For reference:
- Python 3.8.3
- sklearn 1.0.2
I have a scikit-learn pipeline that formats some data for me, described below:
I define my pipeline like so:
# Pipeline 1
cat_selector = make_column_selector(dtype_include=object)
num_selector = make_column_selector(dtype_include=np.number)
cat_linear_processor = OneHotEncoder(handle_unknown="ignore", drop='first', sparse=False)
num_linear_processor = make_pipeline(SimpleImputer(strategy="median", add_indicator=True), MinMaxScaler(feature_range=(-1,1)))
linear_preprocessor = make_column_transformer( (num_linear_processor, num_selector), (cat_linear_processor, cat_selector) )
model_params ={'alpha': 0.0013879181970625643,
 'l1_ratio': 0.9634269882730605,
 'fit_intercept': True,
 'normalize': False,
 'max_iter': 245.69684524349375,
 'tol': 0.01855761485447601,
 'positive': False,
 'selection': 'random'}
model = ElasticNet(**model_params)
pipeline = make_pipeline(linear_preprocessor, model)
pipeline.steps yields:
[('columntransformer',
  ColumnTransformer(transformers=[('pipeline',
                                   Pipeline(steps=[('simpleimputer',
                                                    SimpleImputer(add_indicator=True,
                                                                  strategy='median')),
                                                   ('minmaxscaler',
                                                    MinMaxScaler(feature_range=(-1,
                                                                                1)))]),
                                   <sklearn.compose._column_transformer.make_column_selector object at 0x0000029CA3231EE0>),
                                  ('onehotencoder',
                                   OneHotEncoder(handle_unknown='ignore',
                                                 sparse=False),
                                   <sklearn.compose._column_transformer.make_column_selector object at 0x0000029CA542F040>)])),
 ('elasticnet',
  ElasticNet(alpha=0.0013879181970625643, l1_ratio=0.9634269882730605,
             max_iter=245.69684524349375, normalize=False, selection='random',
             tol=0.01855761485447601))]
What I am trying to do is retrieve the feature names for the data that is trained/tested on.

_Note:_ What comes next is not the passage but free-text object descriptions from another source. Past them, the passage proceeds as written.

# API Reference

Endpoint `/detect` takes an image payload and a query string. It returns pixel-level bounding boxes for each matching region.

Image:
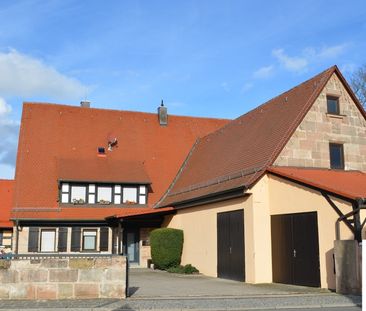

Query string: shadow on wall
[325,248,336,290]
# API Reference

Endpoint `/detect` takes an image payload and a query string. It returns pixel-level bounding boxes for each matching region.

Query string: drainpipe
[14,220,19,255]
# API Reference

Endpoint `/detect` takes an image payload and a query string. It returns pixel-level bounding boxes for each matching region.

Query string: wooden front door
[217,209,245,281]
[271,212,320,287]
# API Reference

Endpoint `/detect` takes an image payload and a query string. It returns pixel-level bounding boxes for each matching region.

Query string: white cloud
[272,49,308,72]
[272,44,348,73]
[316,44,347,59]
[0,97,12,115]
[0,49,89,100]
[253,65,274,79]
[0,97,19,179]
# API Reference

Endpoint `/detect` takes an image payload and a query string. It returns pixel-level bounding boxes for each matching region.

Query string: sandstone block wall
[0,256,126,300]
[275,73,366,170]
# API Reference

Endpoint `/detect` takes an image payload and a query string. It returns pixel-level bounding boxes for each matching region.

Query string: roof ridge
[23,102,230,122]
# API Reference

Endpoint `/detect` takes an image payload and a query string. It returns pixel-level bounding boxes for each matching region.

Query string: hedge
[150,228,183,270]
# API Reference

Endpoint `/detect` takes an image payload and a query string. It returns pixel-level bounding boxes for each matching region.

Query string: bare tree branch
[350,64,366,108]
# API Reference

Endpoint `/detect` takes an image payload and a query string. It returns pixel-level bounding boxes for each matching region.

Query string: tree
[350,64,366,109]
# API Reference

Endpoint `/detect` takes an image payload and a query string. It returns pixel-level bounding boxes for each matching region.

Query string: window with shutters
[27,226,110,253]
[60,182,148,205]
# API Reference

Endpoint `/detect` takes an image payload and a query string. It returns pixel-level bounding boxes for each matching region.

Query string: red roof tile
[268,167,366,200]
[13,103,229,220]
[58,158,151,184]
[0,180,14,227]
[11,207,173,221]
[159,66,366,207]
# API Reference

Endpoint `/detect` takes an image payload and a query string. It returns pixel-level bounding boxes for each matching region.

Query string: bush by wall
[167,264,199,274]
[150,228,183,270]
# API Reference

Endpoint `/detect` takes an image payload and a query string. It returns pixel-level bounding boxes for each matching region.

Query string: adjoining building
[0,180,14,252]
[7,65,366,290]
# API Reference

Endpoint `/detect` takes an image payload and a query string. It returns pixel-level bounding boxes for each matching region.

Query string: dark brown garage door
[271,212,320,287]
[217,209,245,281]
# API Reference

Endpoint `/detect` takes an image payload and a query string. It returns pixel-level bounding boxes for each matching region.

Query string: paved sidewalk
[0,294,361,310]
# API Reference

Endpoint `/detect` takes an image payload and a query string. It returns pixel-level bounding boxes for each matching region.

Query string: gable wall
[274,73,366,170]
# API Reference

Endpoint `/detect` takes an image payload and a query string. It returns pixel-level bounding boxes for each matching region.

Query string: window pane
[61,193,69,203]
[97,186,112,202]
[114,195,121,204]
[83,230,97,250]
[123,187,137,203]
[330,144,344,169]
[327,97,339,114]
[71,186,86,202]
[62,183,69,192]
[89,184,95,193]
[88,194,95,204]
[139,185,146,195]
[139,195,146,204]
[83,236,96,250]
[40,230,55,252]
[114,185,121,194]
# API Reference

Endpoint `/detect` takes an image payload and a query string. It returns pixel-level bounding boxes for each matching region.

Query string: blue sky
[0,0,365,179]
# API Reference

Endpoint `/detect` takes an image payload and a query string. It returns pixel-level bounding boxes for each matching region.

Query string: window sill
[326,113,346,120]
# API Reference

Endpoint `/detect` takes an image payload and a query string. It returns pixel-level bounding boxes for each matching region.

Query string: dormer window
[327,96,340,115]
[60,182,148,205]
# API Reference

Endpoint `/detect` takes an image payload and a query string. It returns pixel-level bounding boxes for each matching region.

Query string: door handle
[293,249,297,258]
[229,247,232,254]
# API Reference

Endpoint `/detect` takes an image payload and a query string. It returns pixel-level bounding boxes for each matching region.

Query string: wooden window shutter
[28,227,39,252]
[58,227,68,252]
[99,227,109,251]
[71,227,81,252]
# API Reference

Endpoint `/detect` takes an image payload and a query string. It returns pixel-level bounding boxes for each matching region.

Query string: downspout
[14,220,19,255]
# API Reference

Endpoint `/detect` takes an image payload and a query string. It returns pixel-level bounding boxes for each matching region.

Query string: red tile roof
[11,206,174,221]
[158,65,366,207]
[13,103,228,220]
[268,167,366,200]
[58,158,151,184]
[0,180,14,227]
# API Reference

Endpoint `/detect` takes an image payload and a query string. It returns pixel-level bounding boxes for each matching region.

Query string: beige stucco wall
[274,73,366,170]
[164,173,357,289]
[163,196,251,278]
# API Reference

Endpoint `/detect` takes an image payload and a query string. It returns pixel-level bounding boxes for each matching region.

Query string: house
[11,102,228,266]
[9,65,366,290]
[0,180,14,252]
[157,65,366,289]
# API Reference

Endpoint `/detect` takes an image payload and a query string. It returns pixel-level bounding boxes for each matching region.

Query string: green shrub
[150,228,183,270]
[167,264,199,274]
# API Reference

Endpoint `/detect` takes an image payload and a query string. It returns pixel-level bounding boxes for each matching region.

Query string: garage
[271,212,320,287]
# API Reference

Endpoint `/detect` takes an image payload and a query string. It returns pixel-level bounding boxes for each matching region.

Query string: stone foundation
[0,256,126,299]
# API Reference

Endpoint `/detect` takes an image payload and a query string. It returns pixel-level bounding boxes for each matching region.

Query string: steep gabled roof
[159,65,364,207]
[268,167,366,201]
[13,103,229,220]
[0,180,14,227]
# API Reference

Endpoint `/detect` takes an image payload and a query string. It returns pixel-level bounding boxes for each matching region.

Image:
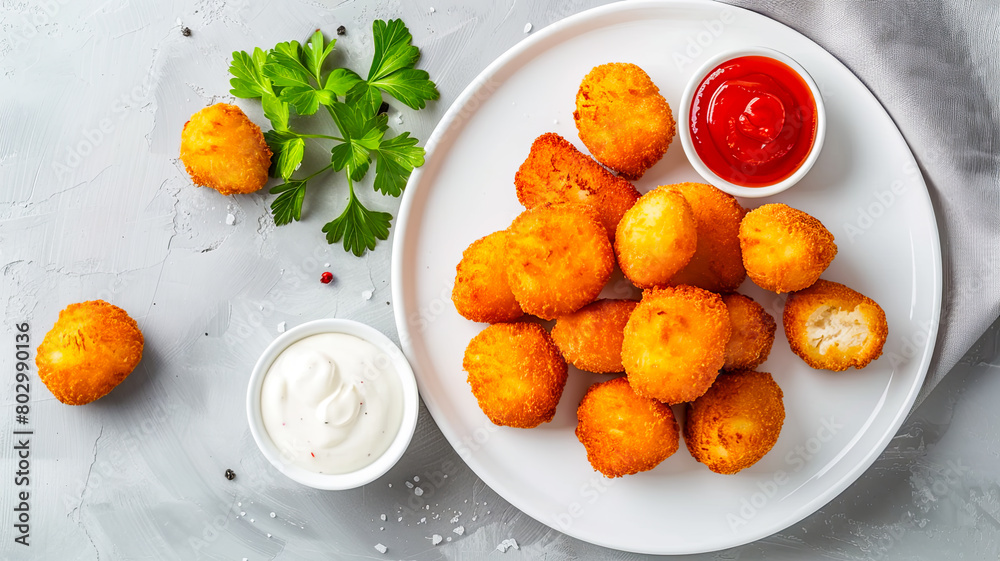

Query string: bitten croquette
[783,279,888,371]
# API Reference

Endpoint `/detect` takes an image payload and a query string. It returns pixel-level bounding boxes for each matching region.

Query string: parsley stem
[297,133,341,141]
[301,164,333,182]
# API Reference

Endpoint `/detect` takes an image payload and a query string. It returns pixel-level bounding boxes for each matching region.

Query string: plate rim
[391,0,943,554]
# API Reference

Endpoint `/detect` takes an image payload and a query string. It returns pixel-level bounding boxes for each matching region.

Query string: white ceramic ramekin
[678,46,826,198]
[246,318,419,490]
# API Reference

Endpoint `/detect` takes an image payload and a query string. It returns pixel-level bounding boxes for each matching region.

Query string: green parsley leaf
[368,19,420,82]
[370,68,439,110]
[329,102,386,181]
[264,44,333,115]
[229,47,272,99]
[373,132,424,196]
[269,179,308,226]
[322,189,392,256]
[363,19,440,110]
[345,82,383,119]
[303,30,336,82]
[263,130,305,180]
[325,68,363,97]
[260,93,290,131]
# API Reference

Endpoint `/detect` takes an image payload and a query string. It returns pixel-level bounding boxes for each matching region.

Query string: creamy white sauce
[260,333,403,474]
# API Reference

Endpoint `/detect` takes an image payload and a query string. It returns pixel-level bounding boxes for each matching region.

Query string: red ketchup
[689,56,817,187]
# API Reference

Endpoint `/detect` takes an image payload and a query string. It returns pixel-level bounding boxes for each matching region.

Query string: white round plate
[391,0,941,554]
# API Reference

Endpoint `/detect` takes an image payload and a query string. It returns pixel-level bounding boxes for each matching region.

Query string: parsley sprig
[229,20,438,255]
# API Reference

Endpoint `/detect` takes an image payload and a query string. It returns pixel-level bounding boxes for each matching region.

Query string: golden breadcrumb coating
[463,323,568,428]
[452,230,524,323]
[722,293,777,371]
[574,62,675,180]
[615,186,698,289]
[622,285,731,404]
[514,132,641,239]
[783,279,888,371]
[667,182,747,293]
[739,203,837,293]
[180,103,272,195]
[505,203,614,320]
[576,377,679,478]
[551,299,639,373]
[36,300,144,405]
[684,370,785,474]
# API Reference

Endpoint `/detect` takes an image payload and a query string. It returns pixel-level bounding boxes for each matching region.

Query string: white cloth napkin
[724,0,1000,406]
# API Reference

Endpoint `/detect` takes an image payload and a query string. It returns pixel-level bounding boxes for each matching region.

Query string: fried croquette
[739,203,837,293]
[615,186,698,289]
[622,286,730,404]
[452,231,524,323]
[551,299,639,373]
[180,103,272,195]
[783,279,888,371]
[684,370,785,474]
[574,63,675,180]
[463,323,568,428]
[668,182,747,293]
[722,293,777,371]
[575,377,679,477]
[505,203,614,320]
[514,133,641,238]
[36,300,144,405]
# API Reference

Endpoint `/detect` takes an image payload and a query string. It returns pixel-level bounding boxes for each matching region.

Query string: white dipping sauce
[260,333,403,474]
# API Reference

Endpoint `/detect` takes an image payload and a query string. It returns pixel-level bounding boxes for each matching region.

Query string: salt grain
[431,534,443,545]
[405,481,414,489]
[362,290,373,300]
[374,543,387,554]
[226,213,235,225]
[277,322,286,333]
[269,512,276,518]
[429,6,435,13]
[413,475,420,482]
[380,514,387,521]
[453,525,465,535]
[523,23,532,33]
[496,538,519,552]
[414,487,424,496]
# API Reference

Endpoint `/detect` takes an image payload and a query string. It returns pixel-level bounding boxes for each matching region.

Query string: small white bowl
[678,46,826,198]
[246,318,419,490]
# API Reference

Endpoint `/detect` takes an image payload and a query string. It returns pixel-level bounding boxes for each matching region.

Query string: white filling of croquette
[806,305,868,354]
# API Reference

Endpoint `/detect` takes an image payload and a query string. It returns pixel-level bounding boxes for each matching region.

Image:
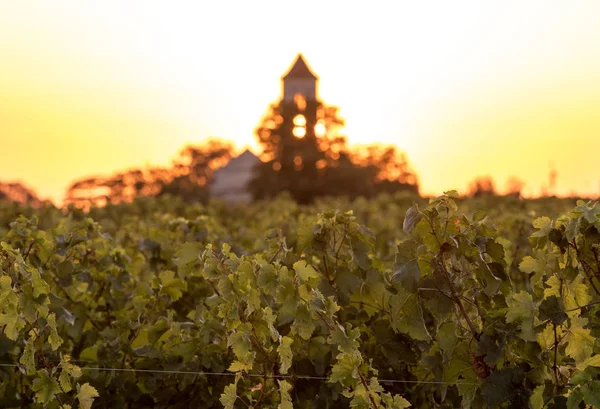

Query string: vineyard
[1,191,599,408]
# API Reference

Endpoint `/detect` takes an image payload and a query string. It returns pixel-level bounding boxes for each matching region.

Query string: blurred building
[281,53,318,102]
[211,150,260,203]
[211,54,319,203]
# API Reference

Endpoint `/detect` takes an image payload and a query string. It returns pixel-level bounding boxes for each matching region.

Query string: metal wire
[0,363,479,385]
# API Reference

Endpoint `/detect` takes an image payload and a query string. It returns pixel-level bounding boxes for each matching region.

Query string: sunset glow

I have tried referencing numerous other questions:
- Sklearn Pipeline: Get feature names after OneHotEncode In ColumnTransformer
- Can You Consistently Keep Track of Column Labels Using Sklearn's Transformer API?
- Use ColumnTransformer.get_feature_names to create a reverse feature mapping
However, these solutions have not worked. For example:
[i for i in v.get_feature_names() for k, v in pipeline.named_steps.items() if hasattr(v,'get_feature_names')]
Yields:
----> 1 [i for i in v.get_feature_names() for k, v in pipeline.named_steps.items() if hasattr(v,'get_feature_names')]
NameError: name 'v' is not defined
I tried:
pipeline[:-1].get_feature_names_out()
Yields:
AttributeError: Estimator simpleimputer does not provide get_feature_names_out. Did you mean to call pipeline[:-1].get_feature_names_out()?
How can I retrieve feature names after encoding from my current pipeline?